LinuxLists.cc - [PATCH 1/3] scripts: add spelling

2021-06-11 07:19:56

Subject: [PATCH 1/3] scripts: add spelling_sanitizer.sh script

The file scripts/spelling.txt recorded a large number of
"mistake||correction" pairs. These entries are currently maintained in
order, but the results are not strict. In addition, when someone wants to
add some new pairs, he either sort them manually or write a script, which
is clearly a waste of labor. So add this script. It removes the duplicates
first, then sort by correctly spelled words. Sorting based on misspelled
words is not chose because it is uncontrollable.

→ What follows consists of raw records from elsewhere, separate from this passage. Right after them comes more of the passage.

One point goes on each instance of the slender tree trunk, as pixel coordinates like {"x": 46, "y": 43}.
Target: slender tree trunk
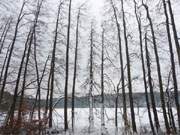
{"x": 128, "y": 72}
{"x": 174, "y": 33}
{"x": 143, "y": 69}
{"x": 53, "y": 69}
{"x": 67, "y": 71}
{"x": 173, "y": 65}
{"x": 91, "y": 116}
{"x": 11, "y": 51}
{"x": 156, "y": 119}
{"x": 75, "y": 68}
{"x": 37, "y": 93}
{"x": 158, "y": 71}
{"x": 4, "y": 34}
{"x": 169, "y": 106}
{"x": 122, "y": 71}
{"x": 102, "y": 85}
{"x": 10, "y": 115}
{"x": 4, "y": 63}
{"x": 21, "y": 102}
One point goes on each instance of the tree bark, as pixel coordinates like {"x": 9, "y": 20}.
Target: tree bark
{"x": 173, "y": 65}
{"x": 158, "y": 71}
{"x": 143, "y": 68}
{"x": 128, "y": 71}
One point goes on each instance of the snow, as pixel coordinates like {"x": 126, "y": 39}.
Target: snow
{"x": 82, "y": 120}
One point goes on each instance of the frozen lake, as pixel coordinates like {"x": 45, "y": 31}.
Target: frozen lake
{"x": 82, "y": 120}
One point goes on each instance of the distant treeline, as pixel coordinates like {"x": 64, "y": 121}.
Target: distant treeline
{"x": 83, "y": 102}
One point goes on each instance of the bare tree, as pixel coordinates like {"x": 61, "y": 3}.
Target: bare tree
{"x": 158, "y": 69}
{"x": 143, "y": 67}
{"x": 20, "y": 16}
{"x": 173, "y": 65}
{"x": 128, "y": 70}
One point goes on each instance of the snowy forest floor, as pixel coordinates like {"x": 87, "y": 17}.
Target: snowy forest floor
{"x": 82, "y": 121}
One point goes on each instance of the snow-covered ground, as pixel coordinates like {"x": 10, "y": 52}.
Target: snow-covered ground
{"x": 82, "y": 121}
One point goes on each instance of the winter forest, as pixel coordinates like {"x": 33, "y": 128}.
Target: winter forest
{"x": 97, "y": 67}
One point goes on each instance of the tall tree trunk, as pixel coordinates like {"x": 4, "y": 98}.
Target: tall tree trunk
{"x": 10, "y": 115}
{"x": 4, "y": 63}
{"x": 174, "y": 32}
{"x": 53, "y": 68}
{"x": 36, "y": 99}
{"x": 128, "y": 72}
{"x": 75, "y": 68}
{"x": 143, "y": 68}
{"x": 21, "y": 102}
{"x": 102, "y": 85}
{"x": 67, "y": 71}
{"x": 11, "y": 51}
{"x": 158, "y": 71}
{"x": 173, "y": 65}
{"x": 156, "y": 119}
{"x": 122, "y": 70}
{"x": 169, "y": 106}
{"x": 91, "y": 115}
{"x": 4, "y": 34}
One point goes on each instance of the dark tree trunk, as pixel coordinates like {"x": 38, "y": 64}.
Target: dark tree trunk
{"x": 91, "y": 116}
{"x": 156, "y": 119}
{"x": 122, "y": 71}
{"x": 128, "y": 71}
{"x": 4, "y": 34}
{"x": 158, "y": 71}
{"x": 10, "y": 115}
{"x": 53, "y": 69}
{"x": 102, "y": 85}
{"x": 75, "y": 67}
{"x": 143, "y": 69}
{"x": 173, "y": 65}
{"x": 67, "y": 71}
{"x": 11, "y": 51}
{"x": 174, "y": 33}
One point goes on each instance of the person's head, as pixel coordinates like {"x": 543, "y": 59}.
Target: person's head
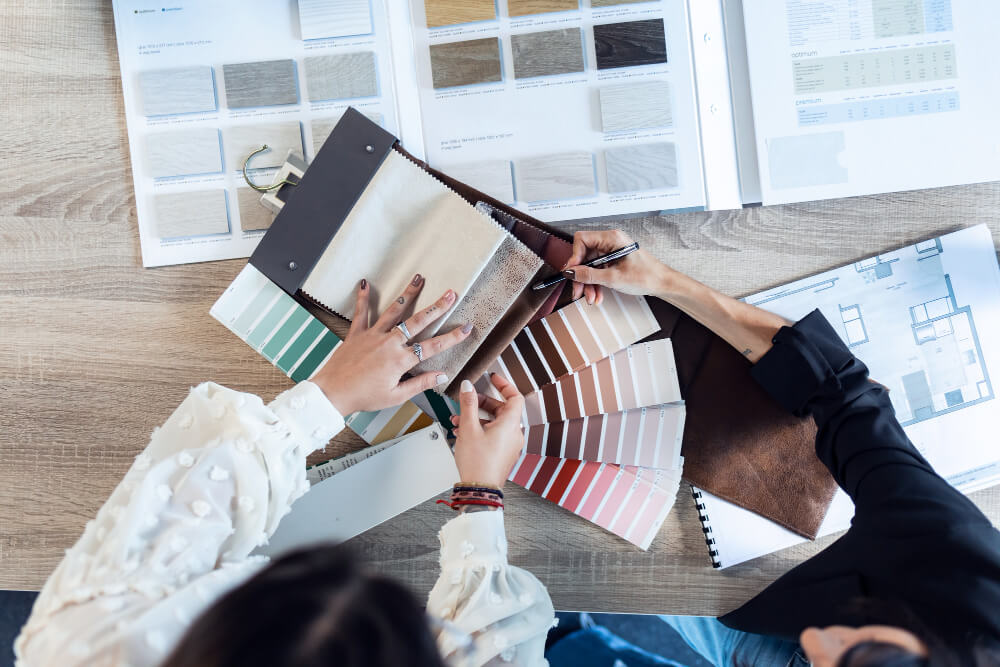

Signed-off-by: Zhen Lei <[email protected]>
---
scripts/spelling_sanitizer.sh | 26 ++++++++++++++++++++++++++
1 file changed, 26 insertions(+)
create mode 100755 scripts/spelling_sanitizer.sh

diff --git a/scripts/spelling_sanitizer.sh b/scripts/spelling_sanitizer.sh
new file mode 100755
index 000000000000..4936c4191653
--- /dev/null
+++ b/scripts/spelling_sanitizer.sh
@@ -0,0 +1,26 @@
+#!/bin/sh
+
+src=spelling.txt
+tmp=spelling_mistake_correction_pairs.txt
+
+cd `dirname $0`
+
+# Convert the format of 'codespell' to the current
+sed -r -i 's/ ==> /||/' $src
+
+# Move the spelling "mistake||correction" pairs into file $tmp
+# There are currently 9 lines of comments in $src, so the text starts at line 10
+sed -n '10,$p' $src > $tmp
+sed -i '10,$d' $src
+
+# Remove duplicates first, then sort by correctly spelled words
+sort -u $tmp -o $tmp
+sort -t '|' -k 3 $tmp -o $tmp
+
+# Append sorted results to comments
+cat $tmp >> $src
+
+# Delete the temporary file
+rm -f $tmp
+
+cd - > /dev/null
--
2.25.1

2021-06-11 08:01:29

by Andy Shevchenko

[permalink] [raw]

Subject: Re: [PATCH 1/3] scripts: add spelling_sanitizer.sh script

On Fri, Jun 11, 2021 at 10:19 AM Zhen Lei <[email protected]> wrote:
>
> The file scripts/spelling.txt recorded a large number of
> "mistake||correction" pairs. These entries are currently maintained in
> order, but the results are not strict. In addition, when someone wants to
> add some new pairs, he either sort them manually or write a script, which
> is clearly a waste of labor. So add this script. It removes the duplicates
> first, then sort by correctly spelled words. Sorting based on misspelled
> words is not chose because it is uncontrollable.

chosen

...

> +#!/bin/sh

If you want to have stricter rules applied, use
#!/bin/sh -efu
in all your shell scripts, it will show you a lot of problems.

Missed SPDX.

> +src=spelling.txt

> +tmp=spelling_mistake_correction_pairs.txt

It will pollute the source tree, so use `mktemp` or utilize O=. In
case there is no O= supplied (or whatever equivalent to describe
output folder) you will get it in the source tree, so it needs to be
Git-ignored.

> +cd `dirname $0`

Useless use of dirname. Check for %, %%, #, and ## substitutions (`man sh`).
IIRC dirname equivalent is ${0%/*}.

> +# Convert the format of 'codespell' to the current
> +sed -r -i 's/ ==> /||/' $src
> +
> +# Move the spelling "mistake||correction" pairs into file $tmp

> +# There are currently 9 lines of comments in $src, so the text starts at line 10
> +sed -n '10,$p' $src > $tmp
> +sed -i '10,$d' $src

This is fragile, use proper comment line detection.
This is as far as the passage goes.